CS423 -- Operating Systems Design

MP4: Nachos File System

Due date: Friday Monday, December 5 2005 (final hard extension) December 2, 2005 at 10:00 am CST

 

 

0. Update

HANDIN is now READY! Switch to your filesys directory, type ~cs423ug/handin and follow directions.

=================================================\
| CS 423 UG |
| Fall 2005 |
| Welcome to handin |
\===================================================/
-> Type in the Machine Problem number (1, 2, 3, 4): PNumber: 4 
| Current Time: Wed Nov 30 21:26:15 CST 2005 
------------------------------------------------------
andin currently believes that your are: bgdavis
Enter y if this is correct or anything else otherwise
y

-> Your MP has been handed in successfully.

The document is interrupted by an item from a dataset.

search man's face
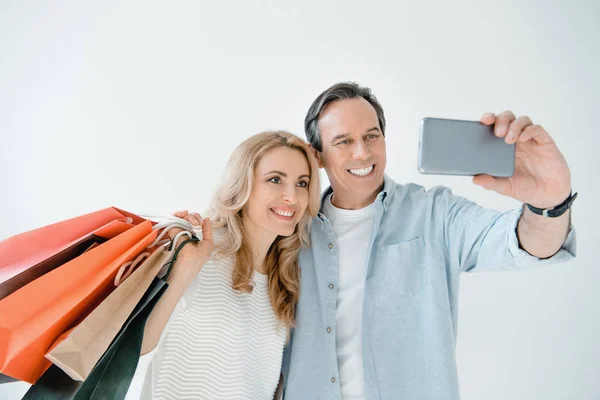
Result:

These are the files that you submitted:
.:
total 108
-rw-r--r-- 1 bgdavis stdt 8 Nov 30 21:25 README.txt
-rw-r--r-- 1 bgdavis stdt 6232 Nov 23 2004 directory.cc
-rw-r--r-- 1 bgdavis stdt 3166 Nov 23 2004 directory.h
-rw-r--r-- 1 bgdavis stdt 5021 Nov 23 2004 filehdr.cc
-rw-r--r-- 1 bgdavis stdt 2555 Nov 23 2004 filehdr.h
-rw-r--r-- 1 bgdavis stdt 14075 Nov 23 2004 filesys.cc
-rw-r--r-- 1 bgdavis stdt 2426 Nov 23 2004 filesys.h
-rw-r--r-- 1 bgdavis stdt 7407 Nov 23 2004 openfile.cc
-rw-r--r-- 1 bgdavis stdt 2440 Nov 23 2004 openfile.h

______________________________________________________________________

The mp4 has been modified! If you have downloaded it before November 17, 2005 you need to download it again.  Afterward, you will need to copy and paste your source into the new files so that it will work with the test cases.

1. Overview

In this assignment you are asked to implement a file system for Nachos. The given baseline file system is severely limited: it only supports one directory (the root directory); the root directory can only contain 10 files; files do not include a "last modified time,"; and files have a fixed size that is specified when they are created. Files cannot grow any larger than the size specified when they are created. Files cannot be truncated to a smaller size.

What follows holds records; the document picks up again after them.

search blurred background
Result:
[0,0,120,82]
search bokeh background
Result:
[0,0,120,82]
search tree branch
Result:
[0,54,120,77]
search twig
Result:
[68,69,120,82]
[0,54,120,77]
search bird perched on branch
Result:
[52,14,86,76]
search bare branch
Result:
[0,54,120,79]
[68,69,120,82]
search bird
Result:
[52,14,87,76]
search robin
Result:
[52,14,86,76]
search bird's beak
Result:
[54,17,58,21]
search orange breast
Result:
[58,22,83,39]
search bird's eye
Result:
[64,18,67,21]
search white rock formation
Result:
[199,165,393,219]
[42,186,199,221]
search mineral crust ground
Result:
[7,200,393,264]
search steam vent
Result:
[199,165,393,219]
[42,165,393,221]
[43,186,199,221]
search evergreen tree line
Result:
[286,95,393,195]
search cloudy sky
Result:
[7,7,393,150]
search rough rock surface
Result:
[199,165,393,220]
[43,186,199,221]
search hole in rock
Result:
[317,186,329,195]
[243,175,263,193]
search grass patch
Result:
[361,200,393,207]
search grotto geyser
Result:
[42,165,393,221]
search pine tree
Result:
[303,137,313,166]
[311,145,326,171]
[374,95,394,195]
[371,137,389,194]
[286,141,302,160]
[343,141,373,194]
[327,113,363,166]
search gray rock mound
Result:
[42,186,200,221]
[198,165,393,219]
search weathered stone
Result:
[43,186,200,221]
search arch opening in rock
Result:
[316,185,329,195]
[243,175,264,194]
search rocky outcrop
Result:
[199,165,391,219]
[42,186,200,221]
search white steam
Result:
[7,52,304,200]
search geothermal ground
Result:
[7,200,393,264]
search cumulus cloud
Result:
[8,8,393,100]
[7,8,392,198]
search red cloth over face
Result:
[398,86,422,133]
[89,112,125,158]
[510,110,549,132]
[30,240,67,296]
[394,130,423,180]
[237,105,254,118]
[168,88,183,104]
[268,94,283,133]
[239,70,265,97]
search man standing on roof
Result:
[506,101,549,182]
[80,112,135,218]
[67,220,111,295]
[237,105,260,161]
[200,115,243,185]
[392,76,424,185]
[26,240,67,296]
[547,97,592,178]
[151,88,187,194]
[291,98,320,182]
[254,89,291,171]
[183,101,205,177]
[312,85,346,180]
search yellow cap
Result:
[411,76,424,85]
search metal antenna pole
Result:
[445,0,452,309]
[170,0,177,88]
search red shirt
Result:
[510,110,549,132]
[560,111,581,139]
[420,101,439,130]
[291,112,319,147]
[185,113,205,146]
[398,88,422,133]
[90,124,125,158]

You are asked to over come these limitations.

2. Preparation

You solutions must compile and run on the EWS Sun systems. All instructions are intended for the EWS Sun systems i. e., the machines you have been using..

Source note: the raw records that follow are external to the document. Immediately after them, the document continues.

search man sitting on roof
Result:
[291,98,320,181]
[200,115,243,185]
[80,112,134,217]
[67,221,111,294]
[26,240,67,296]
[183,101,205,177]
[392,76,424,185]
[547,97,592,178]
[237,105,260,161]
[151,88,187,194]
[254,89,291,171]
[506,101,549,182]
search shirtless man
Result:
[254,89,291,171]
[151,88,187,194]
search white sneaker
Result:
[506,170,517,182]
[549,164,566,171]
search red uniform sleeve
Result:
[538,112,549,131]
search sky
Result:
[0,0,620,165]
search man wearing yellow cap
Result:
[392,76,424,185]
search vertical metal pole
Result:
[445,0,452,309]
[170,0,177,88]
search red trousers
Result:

File systems are discussed in Section 5.4 and Chapter 6 of the the Tanenbaum textbook.

As with previous machine problems, given code has been provided. The code can be downloaded from here

The tar program will list the files it is creating. Do not issue the above commands again from the same directory unless you want to overwrite all changes you have made! If you wish to replace individual files, untar the mp4.tar.gz file in a different directory and copy the relevant files to your own source tree. You need all of the files provided in the given code to compile the changes you will be making. In this MP, we will be focusing on the filesys directory in Nachos source code directory tree.

To compile your code, use the following commands: (from the filesys directory)

  1. gmake depend

  2. gmake

Compilation Note: You must use gmake to compile your programs; the regular make program will not work. You may work on other systems, but your code must compile on the CSIL Solaris systems. After you have run gmake depend for the first time, you can just use gmake to compile your programs.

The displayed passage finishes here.